Anch’egli provò un misterioso senso di paura.

— Perchè hai paura dell’avvenire?

— Perchè siamo poveri... e Roma è orribile pei poveri...

— No, non siamo poveri, Regina! — egli esclamò, sempre più spaventato. — Eppoi, non ci amiamo?

— Amare... vegetare! — ella disse. — Non basta, non basta!

— Ma tu lo sapevi!

— Lo sapevo e lo so. E l’ho con me stessa che non so vincere l’avversione che la nostra vita borghese mi desta.

— Ma lassù, dopo tutto, che vita facevi?

— Ah, Antonio; sognavo!

Antonio capì tutto lo strazio di questo grido, e cercò di sopire per il momento il male di lei, somministrandole, come a certi malati, un calmante innocuo.

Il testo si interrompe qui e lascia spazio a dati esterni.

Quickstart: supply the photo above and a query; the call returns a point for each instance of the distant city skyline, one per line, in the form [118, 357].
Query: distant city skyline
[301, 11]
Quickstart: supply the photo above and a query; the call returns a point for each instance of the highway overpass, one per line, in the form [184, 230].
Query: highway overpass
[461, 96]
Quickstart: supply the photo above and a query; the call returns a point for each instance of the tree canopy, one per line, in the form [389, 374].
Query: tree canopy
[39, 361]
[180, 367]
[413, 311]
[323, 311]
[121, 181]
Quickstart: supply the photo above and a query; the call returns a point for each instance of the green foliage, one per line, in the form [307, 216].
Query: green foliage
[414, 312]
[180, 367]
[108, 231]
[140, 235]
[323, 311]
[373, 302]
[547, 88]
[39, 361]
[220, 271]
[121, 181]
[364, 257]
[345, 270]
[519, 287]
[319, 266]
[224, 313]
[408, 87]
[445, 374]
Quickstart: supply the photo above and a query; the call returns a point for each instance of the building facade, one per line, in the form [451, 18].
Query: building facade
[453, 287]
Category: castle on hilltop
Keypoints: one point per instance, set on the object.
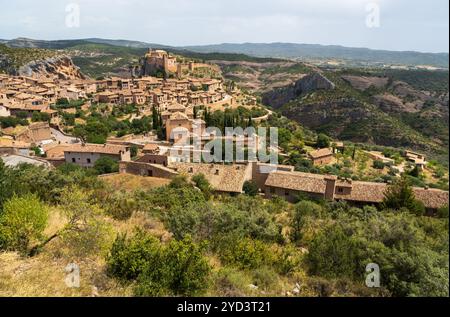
(158, 61)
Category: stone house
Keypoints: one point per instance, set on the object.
(86, 155)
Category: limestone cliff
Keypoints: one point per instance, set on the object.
(60, 67)
(279, 97)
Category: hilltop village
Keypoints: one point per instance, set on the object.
(36, 129)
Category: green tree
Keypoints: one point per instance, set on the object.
(203, 184)
(332, 254)
(22, 221)
(251, 188)
(302, 211)
(106, 165)
(400, 195)
(323, 141)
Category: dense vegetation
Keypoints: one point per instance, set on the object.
(225, 246)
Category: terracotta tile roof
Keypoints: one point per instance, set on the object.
(151, 147)
(179, 116)
(223, 178)
(55, 151)
(320, 153)
(365, 192)
(304, 182)
(96, 148)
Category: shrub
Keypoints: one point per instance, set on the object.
(245, 253)
(400, 195)
(332, 254)
(323, 141)
(121, 206)
(202, 183)
(378, 164)
(303, 210)
(251, 188)
(106, 165)
(178, 268)
(23, 220)
(129, 257)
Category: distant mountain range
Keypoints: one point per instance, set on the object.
(273, 50)
(313, 51)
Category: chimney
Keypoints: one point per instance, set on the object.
(330, 187)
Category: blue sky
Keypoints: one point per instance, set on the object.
(421, 25)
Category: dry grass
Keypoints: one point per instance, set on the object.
(131, 182)
(44, 274)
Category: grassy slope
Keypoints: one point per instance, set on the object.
(17, 57)
(358, 119)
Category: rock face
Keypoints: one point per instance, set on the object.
(60, 67)
(309, 83)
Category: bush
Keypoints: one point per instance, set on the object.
(202, 183)
(129, 257)
(22, 221)
(178, 268)
(106, 165)
(251, 188)
(303, 210)
(323, 141)
(400, 195)
(245, 253)
(121, 206)
(332, 254)
(378, 164)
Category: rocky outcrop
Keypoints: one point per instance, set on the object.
(60, 67)
(279, 97)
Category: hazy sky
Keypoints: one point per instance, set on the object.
(421, 25)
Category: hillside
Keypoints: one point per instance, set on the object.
(311, 51)
(373, 108)
(39, 62)
(290, 51)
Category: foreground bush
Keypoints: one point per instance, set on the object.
(178, 268)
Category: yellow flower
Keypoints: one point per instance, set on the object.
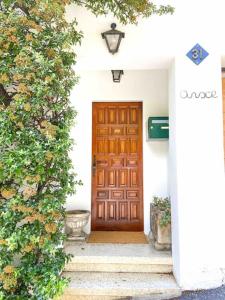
(50, 228)
(9, 269)
(8, 193)
(27, 107)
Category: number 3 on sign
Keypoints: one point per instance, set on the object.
(197, 54)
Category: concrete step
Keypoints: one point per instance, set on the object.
(109, 286)
(117, 258)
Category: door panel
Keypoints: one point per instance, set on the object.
(117, 183)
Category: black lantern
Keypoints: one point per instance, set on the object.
(117, 75)
(113, 38)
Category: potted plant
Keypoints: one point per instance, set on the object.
(75, 223)
(161, 223)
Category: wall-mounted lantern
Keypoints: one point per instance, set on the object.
(113, 38)
(117, 75)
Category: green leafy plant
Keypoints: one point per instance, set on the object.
(164, 206)
(36, 173)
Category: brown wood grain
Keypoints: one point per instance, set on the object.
(117, 179)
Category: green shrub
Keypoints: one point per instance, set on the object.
(164, 205)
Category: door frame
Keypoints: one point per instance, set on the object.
(141, 160)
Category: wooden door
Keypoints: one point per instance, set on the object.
(117, 183)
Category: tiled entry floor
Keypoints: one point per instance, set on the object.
(118, 258)
(119, 271)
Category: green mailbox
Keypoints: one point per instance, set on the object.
(158, 128)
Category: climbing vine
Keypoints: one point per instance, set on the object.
(36, 173)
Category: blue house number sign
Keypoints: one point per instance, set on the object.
(197, 54)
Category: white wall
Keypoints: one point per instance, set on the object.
(151, 87)
(197, 173)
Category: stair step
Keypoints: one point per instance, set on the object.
(100, 286)
(117, 258)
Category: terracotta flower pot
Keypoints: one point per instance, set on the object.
(75, 222)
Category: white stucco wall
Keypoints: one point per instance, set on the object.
(197, 173)
(151, 87)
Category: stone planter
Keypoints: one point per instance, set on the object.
(161, 236)
(75, 222)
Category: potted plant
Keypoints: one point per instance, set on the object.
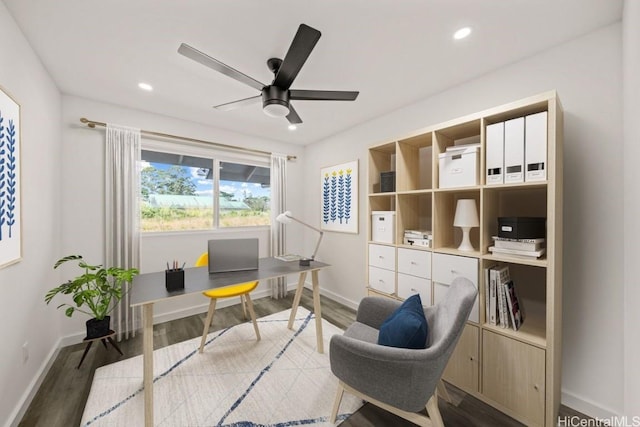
(95, 292)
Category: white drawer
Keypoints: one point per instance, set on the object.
(382, 256)
(414, 262)
(448, 267)
(409, 285)
(382, 280)
(439, 292)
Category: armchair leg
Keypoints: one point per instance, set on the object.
(442, 391)
(434, 412)
(336, 403)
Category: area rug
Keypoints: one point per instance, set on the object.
(278, 381)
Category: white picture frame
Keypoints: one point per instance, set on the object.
(339, 198)
(10, 195)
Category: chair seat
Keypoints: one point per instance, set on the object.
(231, 291)
(362, 332)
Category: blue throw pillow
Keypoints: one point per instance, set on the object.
(406, 327)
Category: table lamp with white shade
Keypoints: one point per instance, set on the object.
(466, 217)
(286, 218)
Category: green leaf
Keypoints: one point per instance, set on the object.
(65, 259)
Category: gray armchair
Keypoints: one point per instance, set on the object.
(401, 381)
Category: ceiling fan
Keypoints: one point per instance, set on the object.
(276, 96)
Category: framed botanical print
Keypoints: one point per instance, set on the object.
(340, 198)
(10, 202)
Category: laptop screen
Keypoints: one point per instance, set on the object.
(233, 255)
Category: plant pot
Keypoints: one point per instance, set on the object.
(98, 328)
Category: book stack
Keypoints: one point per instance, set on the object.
(519, 248)
(503, 308)
(418, 238)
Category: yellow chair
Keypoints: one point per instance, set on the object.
(241, 289)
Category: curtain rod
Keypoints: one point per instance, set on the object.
(92, 124)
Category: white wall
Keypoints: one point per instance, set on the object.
(587, 73)
(83, 196)
(24, 316)
(631, 98)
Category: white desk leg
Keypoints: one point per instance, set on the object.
(147, 360)
(316, 310)
(296, 298)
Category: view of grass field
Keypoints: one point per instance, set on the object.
(176, 197)
(176, 219)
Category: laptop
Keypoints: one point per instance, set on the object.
(233, 255)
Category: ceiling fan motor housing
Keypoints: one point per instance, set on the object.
(275, 101)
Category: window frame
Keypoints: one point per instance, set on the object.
(217, 156)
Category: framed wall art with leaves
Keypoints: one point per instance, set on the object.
(10, 215)
(340, 198)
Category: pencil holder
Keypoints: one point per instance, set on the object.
(174, 280)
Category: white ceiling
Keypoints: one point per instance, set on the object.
(394, 52)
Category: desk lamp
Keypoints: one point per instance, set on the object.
(466, 217)
(286, 218)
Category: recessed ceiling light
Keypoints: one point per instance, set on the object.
(462, 33)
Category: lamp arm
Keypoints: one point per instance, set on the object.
(305, 224)
(317, 245)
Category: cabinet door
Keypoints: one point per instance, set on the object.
(463, 367)
(382, 256)
(448, 267)
(414, 262)
(409, 285)
(382, 280)
(513, 375)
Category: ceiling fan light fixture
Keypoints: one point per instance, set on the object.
(462, 33)
(275, 101)
(275, 109)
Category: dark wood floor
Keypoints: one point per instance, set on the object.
(60, 400)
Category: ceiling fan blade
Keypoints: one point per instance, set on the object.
(323, 95)
(237, 104)
(300, 49)
(293, 116)
(206, 60)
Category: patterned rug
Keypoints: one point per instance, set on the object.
(278, 381)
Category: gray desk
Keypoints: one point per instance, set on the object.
(149, 288)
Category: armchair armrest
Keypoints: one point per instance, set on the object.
(372, 311)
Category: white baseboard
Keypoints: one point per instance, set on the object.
(34, 386)
(587, 407)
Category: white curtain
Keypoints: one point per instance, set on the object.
(278, 205)
(122, 235)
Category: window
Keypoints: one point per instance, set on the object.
(195, 192)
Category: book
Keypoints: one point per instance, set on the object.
(502, 278)
(515, 310)
(487, 292)
(517, 253)
(493, 300)
(519, 244)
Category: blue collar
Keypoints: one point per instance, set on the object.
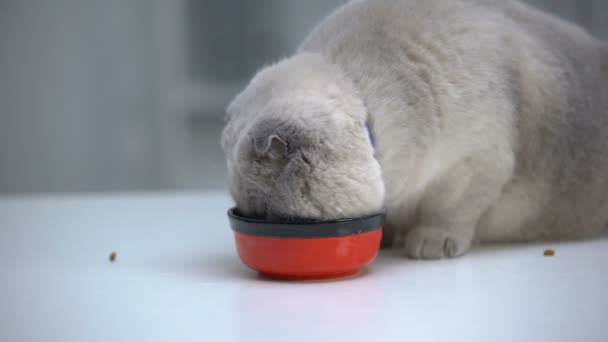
(369, 133)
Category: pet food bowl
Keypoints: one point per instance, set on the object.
(307, 250)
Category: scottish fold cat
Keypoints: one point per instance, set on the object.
(489, 120)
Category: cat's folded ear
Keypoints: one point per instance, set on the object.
(281, 138)
(271, 145)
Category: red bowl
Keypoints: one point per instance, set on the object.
(307, 250)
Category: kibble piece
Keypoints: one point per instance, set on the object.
(549, 252)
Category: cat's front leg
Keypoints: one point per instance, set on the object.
(451, 206)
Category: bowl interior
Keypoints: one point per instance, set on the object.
(308, 229)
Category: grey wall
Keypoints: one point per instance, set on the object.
(81, 81)
(75, 96)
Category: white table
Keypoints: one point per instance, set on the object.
(177, 278)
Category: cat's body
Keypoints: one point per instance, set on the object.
(490, 122)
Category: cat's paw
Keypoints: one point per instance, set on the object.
(436, 243)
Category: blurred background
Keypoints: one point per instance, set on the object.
(122, 95)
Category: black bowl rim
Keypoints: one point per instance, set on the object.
(305, 230)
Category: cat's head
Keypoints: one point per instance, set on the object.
(297, 147)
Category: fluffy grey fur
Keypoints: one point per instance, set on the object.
(490, 120)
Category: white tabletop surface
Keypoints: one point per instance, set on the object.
(177, 278)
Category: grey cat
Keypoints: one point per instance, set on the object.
(489, 117)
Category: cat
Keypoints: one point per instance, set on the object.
(489, 121)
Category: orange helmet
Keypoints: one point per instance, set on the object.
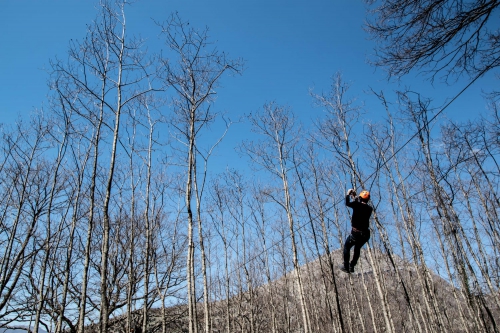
(365, 195)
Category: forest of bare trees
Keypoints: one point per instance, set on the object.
(111, 219)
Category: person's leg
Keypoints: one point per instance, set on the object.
(357, 250)
(349, 242)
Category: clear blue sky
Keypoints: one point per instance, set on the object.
(289, 47)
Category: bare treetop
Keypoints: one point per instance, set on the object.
(446, 37)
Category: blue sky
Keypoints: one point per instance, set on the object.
(289, 47)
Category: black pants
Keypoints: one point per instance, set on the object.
(356, 239)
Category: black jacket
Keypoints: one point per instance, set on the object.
(361, 213)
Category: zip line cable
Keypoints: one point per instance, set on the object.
(377, 169)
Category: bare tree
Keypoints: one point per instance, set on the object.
(455, 37)
(276, 124)
(194, 76)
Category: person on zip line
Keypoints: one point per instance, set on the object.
(360, 232)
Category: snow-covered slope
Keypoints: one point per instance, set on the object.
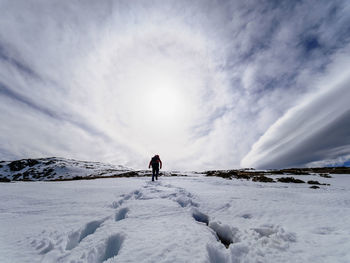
(50, 169)
(176, 219)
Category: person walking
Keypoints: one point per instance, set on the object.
(156, 164)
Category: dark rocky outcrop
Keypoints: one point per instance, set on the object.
(290, 180)
(21, 164)
(263, 179)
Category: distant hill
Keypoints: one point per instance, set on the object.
(61, 169)
(55, 169)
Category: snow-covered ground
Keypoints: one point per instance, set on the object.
(175, 219)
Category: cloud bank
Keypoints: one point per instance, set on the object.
(197, 82)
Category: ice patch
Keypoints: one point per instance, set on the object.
(226, 234)
(121, 214)
(200, 217)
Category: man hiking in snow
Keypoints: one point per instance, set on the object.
(155, 161)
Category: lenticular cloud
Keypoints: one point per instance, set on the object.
(315, 132)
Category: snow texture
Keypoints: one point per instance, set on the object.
(175, 219)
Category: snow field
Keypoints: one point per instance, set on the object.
(175, 219)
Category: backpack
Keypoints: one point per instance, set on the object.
(154, 161)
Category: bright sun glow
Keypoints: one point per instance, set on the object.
(156, 87)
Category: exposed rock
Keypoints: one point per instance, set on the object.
(290, 180)
(4, 180)
(325, 175)
(264, 179)
(314, 187)
(314, 182)
(21, 164)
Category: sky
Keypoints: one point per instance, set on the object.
(204, 84)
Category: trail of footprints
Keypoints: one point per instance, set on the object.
(224, 234)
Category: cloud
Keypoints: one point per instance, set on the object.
(197, 82)
(314, 132)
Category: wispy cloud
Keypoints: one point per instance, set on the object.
(197, 82)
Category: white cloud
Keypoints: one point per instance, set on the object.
(196, 82)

— Senti, — le disse, — è la nostalgia che ti opprime. Vedrai che col tempo ti abituerai a tutto. Sì, la nostra vita è meschina; ma credi tu che i ricchi sieno felici?

— Ma non è la ricchezza che io vorrei!

— Ma che cosa dunque? Sono forse volgare io? Sono stupido? E dopo tutto è con me che tu devi vivere! Sii ragionevole. Ti formerai l’ambiente che vorrai. Intanto, per guarire dalla nostalgia, puoi sempre che vuoi andare al tuo paese.